Salaried employees are required to contribute 12 per cent of their salary (basic plus dearness allowance) to their Employees’ Provident Fund (EPF) account. Employer is also required to make a matching contribution to an employee’s EPF account.
Budget 2020 has proposed a new tax regime which comes with lower income tax rates but requires an individual to forgo most commonly availed 70 tax-exemptions and deductions. The new tax regime is optional in nature. This means that an individual having no business income can choose between any tax regime every financial year as per his/her convenience.
In the new tax regime the tax benefit available on employee’s own contribution to EPF account is impacted.
- EPF contribution: Existing vs new income tax regime
In the existing tax regime, an employer’s contribution up to 12 per cent of an employee’s salary is exempted from tax. Any contribution exceeding 12 percent in a financial year will be taxable in the hands of the employee. This will remain same in the proposed new tax regime.
Therefore, in FY 2020-21, even if you opt for new tax regime, you will not be required to pay any tax on your employer’s contribution to your EPF account unless it is in excess of 12 per cent in a single fiscal.
Remember, you cannot claim any tax-break on your employer’s contribution irrespective of whether you opt for new tax regime or the existing one.
However, for FY 2020-21, if you choose to continue with the existing tax regime, then you are eligible to claim tax-break on the EPF contributions made by you under section 80C of the Income-tax Act.
On the other hand, if you choose to opt for the proposed new tax regime, then you have to forgo 70 tax-exemptions and deductions which include the popular tax-deductions under Section 80C. Therefore, under the new tax regime you will not be able to claim tax benefit for your contribution to EPF account.
- Tax break that you can claim in new tax regime
In the new tax regime, all is not lost. There is one tax-break that an individual can avail in the new tax regime.
The proposed new tax regime allows a deduction on the employer’s contribution to the Tier-I NPS account on behalf of an employee. The deduction can be claimed by an employee under section 80CCD (2) of the Act for maximum of 10 per cent of the total of his/her basic salary plus dearness allowance. In case of government employees, the limit is 14 per cent of their basic salary plus dearness allowance.
The tax benefit under section 80CCD (2) can be opted by an employee if his/her employer agrees to contribute to an employee’s Tier-I NPS Account. An employee will have to restructure his/her salary in such a scenario.

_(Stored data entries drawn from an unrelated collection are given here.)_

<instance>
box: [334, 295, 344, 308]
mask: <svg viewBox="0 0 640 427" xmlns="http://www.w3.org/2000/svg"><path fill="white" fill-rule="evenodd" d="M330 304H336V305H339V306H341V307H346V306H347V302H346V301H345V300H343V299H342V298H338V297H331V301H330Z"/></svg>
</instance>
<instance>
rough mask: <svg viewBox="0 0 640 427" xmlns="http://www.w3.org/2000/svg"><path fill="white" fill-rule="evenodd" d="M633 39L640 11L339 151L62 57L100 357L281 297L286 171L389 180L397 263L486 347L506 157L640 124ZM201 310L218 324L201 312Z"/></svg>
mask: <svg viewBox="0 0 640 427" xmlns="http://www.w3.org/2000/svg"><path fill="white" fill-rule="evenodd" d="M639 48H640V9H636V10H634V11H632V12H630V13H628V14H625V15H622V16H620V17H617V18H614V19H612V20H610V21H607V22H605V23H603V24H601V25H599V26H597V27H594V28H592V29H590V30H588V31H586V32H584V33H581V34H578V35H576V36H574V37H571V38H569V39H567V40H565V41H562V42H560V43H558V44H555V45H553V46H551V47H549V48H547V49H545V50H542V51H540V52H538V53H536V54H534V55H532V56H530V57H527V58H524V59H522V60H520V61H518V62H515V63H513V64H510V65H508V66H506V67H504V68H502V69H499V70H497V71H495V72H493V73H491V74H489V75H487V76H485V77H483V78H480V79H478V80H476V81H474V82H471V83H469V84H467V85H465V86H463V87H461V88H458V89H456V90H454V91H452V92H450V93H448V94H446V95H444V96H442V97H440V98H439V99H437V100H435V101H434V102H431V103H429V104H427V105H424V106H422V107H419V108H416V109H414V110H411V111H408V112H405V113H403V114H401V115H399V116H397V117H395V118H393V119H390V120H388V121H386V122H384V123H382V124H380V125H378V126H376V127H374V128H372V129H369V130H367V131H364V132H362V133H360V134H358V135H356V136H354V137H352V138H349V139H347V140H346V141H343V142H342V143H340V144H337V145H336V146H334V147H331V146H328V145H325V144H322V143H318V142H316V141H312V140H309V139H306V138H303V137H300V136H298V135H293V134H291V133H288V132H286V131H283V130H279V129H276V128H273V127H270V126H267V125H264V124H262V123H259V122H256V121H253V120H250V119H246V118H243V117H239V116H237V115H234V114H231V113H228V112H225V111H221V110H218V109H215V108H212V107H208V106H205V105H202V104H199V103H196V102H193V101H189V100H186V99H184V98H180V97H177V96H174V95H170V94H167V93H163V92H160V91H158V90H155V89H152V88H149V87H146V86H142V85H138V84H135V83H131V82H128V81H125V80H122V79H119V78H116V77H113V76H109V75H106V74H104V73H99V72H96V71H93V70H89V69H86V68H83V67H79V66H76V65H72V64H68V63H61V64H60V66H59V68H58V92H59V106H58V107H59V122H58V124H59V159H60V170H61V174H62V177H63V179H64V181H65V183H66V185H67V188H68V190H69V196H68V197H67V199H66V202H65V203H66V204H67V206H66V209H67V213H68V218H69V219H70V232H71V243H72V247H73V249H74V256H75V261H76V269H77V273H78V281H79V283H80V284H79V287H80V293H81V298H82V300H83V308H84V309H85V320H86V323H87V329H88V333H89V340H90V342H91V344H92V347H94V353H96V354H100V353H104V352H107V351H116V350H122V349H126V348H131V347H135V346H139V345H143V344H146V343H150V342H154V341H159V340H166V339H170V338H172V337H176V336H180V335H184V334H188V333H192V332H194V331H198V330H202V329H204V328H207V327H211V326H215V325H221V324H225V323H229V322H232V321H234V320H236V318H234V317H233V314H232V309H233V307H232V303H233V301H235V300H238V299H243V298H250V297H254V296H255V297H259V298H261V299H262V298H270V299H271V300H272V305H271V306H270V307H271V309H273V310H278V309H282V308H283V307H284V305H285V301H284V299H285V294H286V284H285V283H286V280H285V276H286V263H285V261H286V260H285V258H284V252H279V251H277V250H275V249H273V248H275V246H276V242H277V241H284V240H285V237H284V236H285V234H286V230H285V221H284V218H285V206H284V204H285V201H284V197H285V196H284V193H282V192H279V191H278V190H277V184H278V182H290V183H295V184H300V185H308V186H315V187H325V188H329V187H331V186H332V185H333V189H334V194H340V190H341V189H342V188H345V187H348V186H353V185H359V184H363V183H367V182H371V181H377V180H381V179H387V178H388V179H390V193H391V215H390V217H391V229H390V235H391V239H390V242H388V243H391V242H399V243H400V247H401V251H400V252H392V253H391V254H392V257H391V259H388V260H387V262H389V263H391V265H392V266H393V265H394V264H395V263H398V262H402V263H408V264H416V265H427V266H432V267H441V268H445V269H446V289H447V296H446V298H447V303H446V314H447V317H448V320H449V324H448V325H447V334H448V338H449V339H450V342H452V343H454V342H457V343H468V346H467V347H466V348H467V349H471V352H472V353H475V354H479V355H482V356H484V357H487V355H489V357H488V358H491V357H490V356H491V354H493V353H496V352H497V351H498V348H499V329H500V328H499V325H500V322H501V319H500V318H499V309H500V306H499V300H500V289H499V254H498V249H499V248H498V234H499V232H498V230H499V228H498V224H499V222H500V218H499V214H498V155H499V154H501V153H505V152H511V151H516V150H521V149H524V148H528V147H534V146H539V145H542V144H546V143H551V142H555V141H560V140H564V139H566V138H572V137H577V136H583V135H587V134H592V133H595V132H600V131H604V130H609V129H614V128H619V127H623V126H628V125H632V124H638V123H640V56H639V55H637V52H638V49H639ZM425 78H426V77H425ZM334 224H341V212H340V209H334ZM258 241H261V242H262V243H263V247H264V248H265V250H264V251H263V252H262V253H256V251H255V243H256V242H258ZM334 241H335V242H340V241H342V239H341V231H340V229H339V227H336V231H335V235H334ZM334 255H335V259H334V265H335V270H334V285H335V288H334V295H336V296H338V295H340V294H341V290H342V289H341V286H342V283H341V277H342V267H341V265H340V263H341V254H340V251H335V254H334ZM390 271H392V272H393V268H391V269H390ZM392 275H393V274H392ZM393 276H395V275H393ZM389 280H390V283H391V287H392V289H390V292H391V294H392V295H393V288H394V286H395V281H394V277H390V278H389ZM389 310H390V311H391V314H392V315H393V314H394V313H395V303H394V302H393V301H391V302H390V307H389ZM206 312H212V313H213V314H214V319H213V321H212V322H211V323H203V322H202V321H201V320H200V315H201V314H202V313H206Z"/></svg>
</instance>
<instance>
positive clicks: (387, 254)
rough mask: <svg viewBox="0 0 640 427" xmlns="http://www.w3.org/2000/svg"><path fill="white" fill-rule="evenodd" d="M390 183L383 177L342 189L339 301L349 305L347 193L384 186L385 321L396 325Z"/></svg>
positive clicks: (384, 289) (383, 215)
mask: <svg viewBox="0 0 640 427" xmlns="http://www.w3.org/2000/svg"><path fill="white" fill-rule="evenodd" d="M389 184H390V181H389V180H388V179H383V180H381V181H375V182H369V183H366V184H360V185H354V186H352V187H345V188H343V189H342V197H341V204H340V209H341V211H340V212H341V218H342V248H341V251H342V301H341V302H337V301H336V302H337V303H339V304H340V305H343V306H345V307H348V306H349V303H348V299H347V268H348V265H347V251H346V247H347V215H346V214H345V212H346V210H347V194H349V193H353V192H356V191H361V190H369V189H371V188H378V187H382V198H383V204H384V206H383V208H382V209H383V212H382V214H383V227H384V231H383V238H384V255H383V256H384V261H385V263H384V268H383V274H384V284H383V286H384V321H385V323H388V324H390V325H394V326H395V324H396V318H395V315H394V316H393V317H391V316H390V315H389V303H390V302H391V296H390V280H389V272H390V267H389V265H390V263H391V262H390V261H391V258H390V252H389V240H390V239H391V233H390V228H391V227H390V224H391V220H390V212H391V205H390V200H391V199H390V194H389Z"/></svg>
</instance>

- Tax-exempt limit on employer’s contribution
There is one thing that an employee needs to keep in mind irrespective of whether he/she opts for proposed new regime or continues with the existing one. Budget 2020 has proposed a new tax law which restricts the maximum tax-exempt amount that can be contributed by the employer in an employee’s EPF account, superannuation fund and NPS account on an aggregate basis.
According to the budget proposal, if an employer’s contribution in EPF account, superannuation fund and Tier-I account of NPS on an aggregate basis exceeds Rs 7.5 lakh in a financial year, then the excess amount will be taxed in your, i.e. the employee’s hands. Further, any interest, return earned on the excess contribution will be taxable in the hands of the employee too.
Therefore, whether you opt for new tax regime or existing one, make sure your employer’s contribution to your EPF account, superannuation fund and/or Tier-I NPS account on aggregate basis is not exceeding Rs 7.5 lakh in FY 2020-21 or else you will be liable to pay tax on the excess amount.
However, subject to the above, interest earned and maturity amount of EPF account continue to remain tax-exempt in the new tax regime as they are in the existing tax regime.